Die Möglichkeit des Verwalters, einen Beschluss aus eigenem Recht anzufechten (§ 46 Abs. 1 Satz 1 WEG a.F.), entfällt nach neuem Recht ersatzlos (§ 44 Abs. 1 WEG n.F.). Da dies im III. Teil des Wohnungseigentumsgesetz - WEG geregelt ist, findet diese Neuregelung auf „Altverfahren“ noch keine Anwendung, sodass sich für diese „Altverfahren“ nichts ändert.

7. Klage gegen den Verwalter auf Durchführung einer bestimmten Maßnahme


Nach bisheriger Rechtlage konnte ein einzelner Wohnungseigentümer den Verwalter auf Vornahme einer bestimmten Handlung, z. B. auf Erstellung eines Wirtschaftsplans, verklagen. Da nun die Verwaltung des gemeinschaftlichen Eigentums der Wohnungseigentümergemeinschaft obliegt (§ 18 Abs. 1 WEG n.F.), richtet sich der Anspruch des einzelnen Wohnungseigentümers auf ordnungsgemäße Verwaltung jetzt gegen die Gemeinschaft (§ 18 Abs. 2 Nr. 1 WEG n.F.). Da diese Neuregelung auch auf „Altverfahren“ Anwendung findet, ist der Verwalter nicht mehr passivlegitimiert und der Kläger muss in „Altverfahren“ seinen Klageantrag gem. § 263 ZPO umstellen und gegen die Gemeinschaft richten.

8. Gegenstandswert/Streitwert


Ebenfalls zum 01.12.2020 trat eine Änderung des Gerichtskostengesetzes in Kraft. § 49a GKG a.F., der die Berechnung des Gegenstandswertes für alle wohnungseigentumsrechtlichen Verfahren regelte, wurde gestrichen (Art. 8 Nr. 3 WEMoG). Stattdessen wurde ein neuer § 49 GKG eingefügt, der die Berechnung des Gegenstandswertes für Beschlussklagen gem. § 44 Abs. 1 WEG n.F. regelt (Art. 8 Nr. 2 WEMoG). Für die Anwendung des § 49 GKG n.F. ist der Zeitpunkt der Festsetzung des Gegenstandswertes maßgebend. Gemäß § 63 Abs. 2 Satz 1 GKG hat das Gericht den endgültigen Gegenstandswert nach Beendigung des Verfahrens festzusetzen. Endet das Verfahren nach dem 01.12.2020, berechnet sich der Gegenstandswert daher nach § 49 GKG n.F.

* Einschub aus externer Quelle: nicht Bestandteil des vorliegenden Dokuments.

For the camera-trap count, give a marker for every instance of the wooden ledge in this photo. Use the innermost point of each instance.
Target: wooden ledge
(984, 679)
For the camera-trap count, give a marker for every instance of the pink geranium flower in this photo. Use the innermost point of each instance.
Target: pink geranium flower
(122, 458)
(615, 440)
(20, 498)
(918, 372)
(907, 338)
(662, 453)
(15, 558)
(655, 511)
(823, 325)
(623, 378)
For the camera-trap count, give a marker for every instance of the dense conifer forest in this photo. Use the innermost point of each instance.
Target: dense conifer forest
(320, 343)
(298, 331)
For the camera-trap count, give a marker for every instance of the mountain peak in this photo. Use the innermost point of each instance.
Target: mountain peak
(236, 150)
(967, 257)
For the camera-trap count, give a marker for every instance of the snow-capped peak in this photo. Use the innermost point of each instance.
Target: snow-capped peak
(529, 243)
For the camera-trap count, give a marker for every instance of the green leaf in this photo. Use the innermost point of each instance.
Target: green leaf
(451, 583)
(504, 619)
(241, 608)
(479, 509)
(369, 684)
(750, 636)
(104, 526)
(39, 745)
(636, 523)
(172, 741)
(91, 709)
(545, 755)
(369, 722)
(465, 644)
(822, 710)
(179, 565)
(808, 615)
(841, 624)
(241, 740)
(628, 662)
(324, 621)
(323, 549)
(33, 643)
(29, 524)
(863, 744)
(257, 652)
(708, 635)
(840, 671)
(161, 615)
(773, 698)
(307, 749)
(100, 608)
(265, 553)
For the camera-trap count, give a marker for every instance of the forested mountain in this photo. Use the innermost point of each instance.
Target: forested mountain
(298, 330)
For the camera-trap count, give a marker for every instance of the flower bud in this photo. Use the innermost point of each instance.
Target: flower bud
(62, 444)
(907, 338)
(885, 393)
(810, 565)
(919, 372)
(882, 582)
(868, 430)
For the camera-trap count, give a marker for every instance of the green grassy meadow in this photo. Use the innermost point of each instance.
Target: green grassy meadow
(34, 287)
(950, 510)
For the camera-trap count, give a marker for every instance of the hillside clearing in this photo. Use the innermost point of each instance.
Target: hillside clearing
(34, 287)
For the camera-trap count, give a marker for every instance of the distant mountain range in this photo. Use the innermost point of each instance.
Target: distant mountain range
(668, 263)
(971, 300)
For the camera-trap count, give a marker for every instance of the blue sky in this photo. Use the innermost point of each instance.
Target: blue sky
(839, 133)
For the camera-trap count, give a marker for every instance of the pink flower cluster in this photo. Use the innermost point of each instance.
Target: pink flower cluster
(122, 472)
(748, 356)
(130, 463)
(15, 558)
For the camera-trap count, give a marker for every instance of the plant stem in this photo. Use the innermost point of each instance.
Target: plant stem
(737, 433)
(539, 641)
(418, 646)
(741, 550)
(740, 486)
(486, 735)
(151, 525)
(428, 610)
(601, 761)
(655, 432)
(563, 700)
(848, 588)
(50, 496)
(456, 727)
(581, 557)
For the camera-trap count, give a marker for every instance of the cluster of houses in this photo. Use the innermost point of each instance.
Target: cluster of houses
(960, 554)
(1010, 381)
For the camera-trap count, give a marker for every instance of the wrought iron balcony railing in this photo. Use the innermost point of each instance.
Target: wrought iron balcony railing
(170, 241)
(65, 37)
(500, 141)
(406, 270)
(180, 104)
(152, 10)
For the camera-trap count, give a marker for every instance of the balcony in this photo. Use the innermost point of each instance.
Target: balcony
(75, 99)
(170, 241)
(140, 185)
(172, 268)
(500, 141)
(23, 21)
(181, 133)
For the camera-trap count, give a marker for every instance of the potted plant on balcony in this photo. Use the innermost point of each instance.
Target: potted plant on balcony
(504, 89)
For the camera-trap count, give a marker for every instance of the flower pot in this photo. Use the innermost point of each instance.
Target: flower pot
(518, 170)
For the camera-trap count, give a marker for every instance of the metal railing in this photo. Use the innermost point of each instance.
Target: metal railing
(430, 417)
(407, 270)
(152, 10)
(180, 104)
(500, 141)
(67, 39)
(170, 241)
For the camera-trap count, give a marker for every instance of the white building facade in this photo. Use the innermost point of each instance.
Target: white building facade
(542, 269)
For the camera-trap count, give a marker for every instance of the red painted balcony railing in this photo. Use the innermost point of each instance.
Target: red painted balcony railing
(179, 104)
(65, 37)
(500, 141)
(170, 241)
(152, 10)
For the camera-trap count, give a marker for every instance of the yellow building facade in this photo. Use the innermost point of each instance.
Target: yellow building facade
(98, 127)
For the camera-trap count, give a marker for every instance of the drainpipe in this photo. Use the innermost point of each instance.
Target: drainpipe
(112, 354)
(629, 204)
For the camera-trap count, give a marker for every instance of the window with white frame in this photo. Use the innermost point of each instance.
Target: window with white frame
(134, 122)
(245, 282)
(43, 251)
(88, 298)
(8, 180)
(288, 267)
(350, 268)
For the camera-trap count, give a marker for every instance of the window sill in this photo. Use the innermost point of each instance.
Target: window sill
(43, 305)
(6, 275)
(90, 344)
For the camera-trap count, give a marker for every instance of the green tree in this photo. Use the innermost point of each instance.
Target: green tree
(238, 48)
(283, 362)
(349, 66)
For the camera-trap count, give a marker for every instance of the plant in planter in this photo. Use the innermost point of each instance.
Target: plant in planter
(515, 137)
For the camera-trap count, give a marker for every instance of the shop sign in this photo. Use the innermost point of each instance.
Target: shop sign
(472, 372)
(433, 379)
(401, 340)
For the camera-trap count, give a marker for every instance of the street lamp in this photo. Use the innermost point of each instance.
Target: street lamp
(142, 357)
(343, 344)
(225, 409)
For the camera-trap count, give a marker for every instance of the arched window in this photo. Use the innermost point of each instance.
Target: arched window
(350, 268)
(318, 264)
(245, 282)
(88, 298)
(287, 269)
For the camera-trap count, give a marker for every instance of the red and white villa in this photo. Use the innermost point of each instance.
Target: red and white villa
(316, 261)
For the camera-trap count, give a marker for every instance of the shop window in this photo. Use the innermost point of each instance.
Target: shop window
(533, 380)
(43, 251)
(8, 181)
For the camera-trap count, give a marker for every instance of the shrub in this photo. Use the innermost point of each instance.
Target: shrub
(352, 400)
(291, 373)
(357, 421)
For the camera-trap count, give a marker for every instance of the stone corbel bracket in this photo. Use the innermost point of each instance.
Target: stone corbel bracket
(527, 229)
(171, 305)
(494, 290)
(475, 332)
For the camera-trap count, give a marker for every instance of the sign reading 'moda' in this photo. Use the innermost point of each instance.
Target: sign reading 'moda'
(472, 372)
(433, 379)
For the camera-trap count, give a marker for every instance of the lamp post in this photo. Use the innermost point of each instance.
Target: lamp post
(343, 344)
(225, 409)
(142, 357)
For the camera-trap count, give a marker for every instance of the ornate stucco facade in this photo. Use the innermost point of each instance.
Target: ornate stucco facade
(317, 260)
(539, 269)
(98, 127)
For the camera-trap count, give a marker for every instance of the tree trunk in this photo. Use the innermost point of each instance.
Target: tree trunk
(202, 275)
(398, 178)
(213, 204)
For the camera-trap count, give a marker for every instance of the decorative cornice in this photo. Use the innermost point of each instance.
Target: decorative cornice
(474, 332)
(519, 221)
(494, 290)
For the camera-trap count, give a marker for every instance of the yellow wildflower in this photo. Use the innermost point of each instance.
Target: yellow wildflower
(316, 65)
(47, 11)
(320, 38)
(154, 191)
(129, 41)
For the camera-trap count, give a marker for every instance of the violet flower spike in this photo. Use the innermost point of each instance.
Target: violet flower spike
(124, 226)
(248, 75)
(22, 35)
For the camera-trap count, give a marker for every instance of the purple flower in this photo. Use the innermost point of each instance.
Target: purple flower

Fazit: Anwendbarkeit der Übergangsvorschriften bei der WEG-Reform 2020


  • Für alle am 01.12.2020 bei Gericht anhängigen Verfahren ist weiterhin das Prozessrecht des bisherigen WEG mit seinen Besonderheiten anzuwenden.
  • Soweit keiner der in § 48 Abs. 1-4 WEG n.F. geregelten Fälle greift, sind alle materiell-rechtlichen Neuregelungen des Wohnungseigentumsgesetzes mit dem 01.12.2020 in Kraft getreten und sind sofort anzuwenden.
  • Dies gilt nicht für Anfechtungsklagen. Ob ein Beschluss ordnungsgemäßer Verwaltung, entspricht, bestimmt sich - auch nach dem 01.12.2020 - nach der zum Zeitpunkt der Beschlussfassung geltenden Rechtslage.
  • Endet das Verfahren nach dem 01.12.2020, berechnet sich der Gegenstandswert nach § 49 GKG n.F.